We talked of the Montijos, which led our conversation to Mérimée and V.
'Both of them,' said Tocqueville, 'were the friends of
Countess Montijo, the mother.
'V. was among the last persons who knew Eugénie as Countess Théba. He escorted her to the Tuileries the very evening of her marriage. There he took his leave of her. "You are now," he said, "placed so high that I can only admire you from below." And I do not believe that they have met since.

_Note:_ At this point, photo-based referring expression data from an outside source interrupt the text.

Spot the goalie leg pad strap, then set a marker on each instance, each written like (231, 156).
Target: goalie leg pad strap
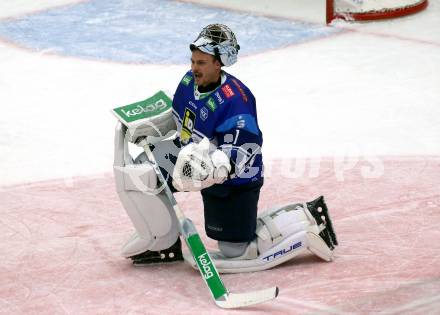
(301, 227)
(149, 209)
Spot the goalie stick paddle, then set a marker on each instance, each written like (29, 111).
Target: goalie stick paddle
(223, 298)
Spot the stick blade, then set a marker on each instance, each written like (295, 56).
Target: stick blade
(236, 300)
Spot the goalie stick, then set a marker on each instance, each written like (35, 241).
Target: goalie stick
(222, 297)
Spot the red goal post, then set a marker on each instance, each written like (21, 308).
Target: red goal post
(365, 10)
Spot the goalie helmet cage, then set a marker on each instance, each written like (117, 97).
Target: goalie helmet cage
(366, 10)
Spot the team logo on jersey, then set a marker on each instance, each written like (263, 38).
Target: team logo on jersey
(186, 79)
(204, 113)
(227, 91)
(220, 99)
(189, 119)
(240, 89)
(211, 104)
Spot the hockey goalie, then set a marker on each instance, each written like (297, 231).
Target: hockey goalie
(207, 139)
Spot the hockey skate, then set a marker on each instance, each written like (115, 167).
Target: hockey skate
(171, 254)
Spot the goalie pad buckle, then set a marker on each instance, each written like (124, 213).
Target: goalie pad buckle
(283, 234)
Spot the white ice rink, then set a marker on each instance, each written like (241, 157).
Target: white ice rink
(366, 96)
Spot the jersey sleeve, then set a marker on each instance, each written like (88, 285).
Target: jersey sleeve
(239, 136)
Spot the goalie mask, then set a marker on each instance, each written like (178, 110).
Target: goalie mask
(218, 40)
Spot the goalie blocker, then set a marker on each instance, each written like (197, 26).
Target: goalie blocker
(281, 233)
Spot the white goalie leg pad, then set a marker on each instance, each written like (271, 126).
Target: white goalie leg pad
(282, 234)
(148, 209)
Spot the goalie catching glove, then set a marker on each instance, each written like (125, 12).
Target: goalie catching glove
(198, 167)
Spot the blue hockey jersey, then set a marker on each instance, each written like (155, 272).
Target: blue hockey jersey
(227, 116)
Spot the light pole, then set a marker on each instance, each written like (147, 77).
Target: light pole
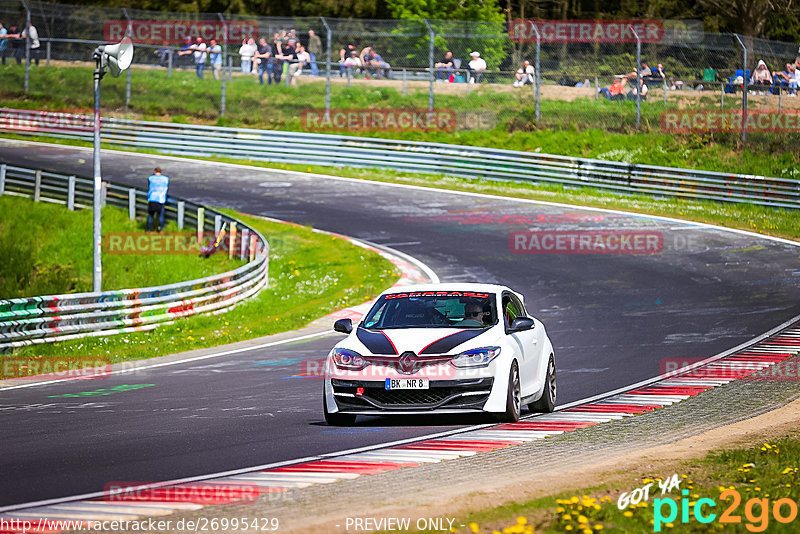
(115, 58)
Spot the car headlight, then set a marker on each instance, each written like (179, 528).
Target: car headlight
(348, 359)
(476, 357)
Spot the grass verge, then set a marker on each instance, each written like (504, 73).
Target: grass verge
(763, 477)
(311, 275)
(47, 250)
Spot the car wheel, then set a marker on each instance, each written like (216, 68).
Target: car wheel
(547, 402)
(337, 419)
(513, 397)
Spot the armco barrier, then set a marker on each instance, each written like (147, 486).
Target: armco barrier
(410, 156)
(27, 321)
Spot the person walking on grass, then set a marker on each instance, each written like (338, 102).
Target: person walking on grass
(156, 197)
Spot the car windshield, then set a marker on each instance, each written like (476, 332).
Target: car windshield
(433, 309)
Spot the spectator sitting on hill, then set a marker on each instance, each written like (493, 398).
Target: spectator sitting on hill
(445, 67)
(352, 63)
(761, 77)
(566, 81)
(632, 93)
(477, 66)
(614, 92)
(524, 74)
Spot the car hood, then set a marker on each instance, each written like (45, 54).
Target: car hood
(420, 341)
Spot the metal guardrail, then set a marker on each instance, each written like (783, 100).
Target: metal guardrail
(411, 156)
(28, 321)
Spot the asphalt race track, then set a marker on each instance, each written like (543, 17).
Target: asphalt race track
(614, 319)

'Mérimée took a less sentimental view of the change. He acknowledged his Empress in his former plaything, subsided from a sort of stepfather into a courtier, and so rose to honour and wealth, while V. is satisfied to remain an ex-professor and un homme de lettres.'
* * * * *
We met Henri Martin, and I asked Tocqueville what he thought of his
History.
'It has the merit of selling,' he said, 'which cannot be said of any other History of France. Martin is laborious and conscientious, and does not tell a story ill; but he is a partisan and is always biassed by his own likings and dislikings. He belongs to the class of theorists, unfortunately not a small one, whose political beau idéal is the absence of all control over the will of the people-who are opposed therefore to an hereditary monarchy-to a permanent President—to a permanent magistracy-to an established Church—in short, to all privileged classes, bodies, or institutions. Equality, not liberty or security, is their object. They are centralisers and absolutists. A despotic Assembly elected by universal suffrage, sitting at most for a year, governing, like the Convention, through its committees, or a single despot, appointed for a week, and not re-eligible, is the sort of ruler that they would prefer. The last five years have perhaps disgusted Martin with his Asiatic democracy, but his earlier volumes are coloured throughout by his prejudices against all systems implying a division of power, and independent authorities controlling and balancing one another.'
We talked of the Secret Police.
'It has lately,' said Tocqueville, 'been unusually troublesome, or rather it has been troublesome to a class of persons whom it seldom ventures to molest. A friend of mine, M. Sauvaire Barthélemy, one of Louis Philippe's peers, was standing at the door of his hotel reading a letter. A gentleman in plain clothes addressed him, announced himself as an agent de police, and asked him if the letter which he was reading was political. "No," said Barthélemy, "you may see it. It is a _billet de mariage." "I am directed," said the agent, "to request you to get into this carriage." They got in and drove to Mazas. There Barthélemy was shown into a neat room with iron bars to the windows, and ordered to wait. After some time Louis Pietri, the Préfet de Police, arrived.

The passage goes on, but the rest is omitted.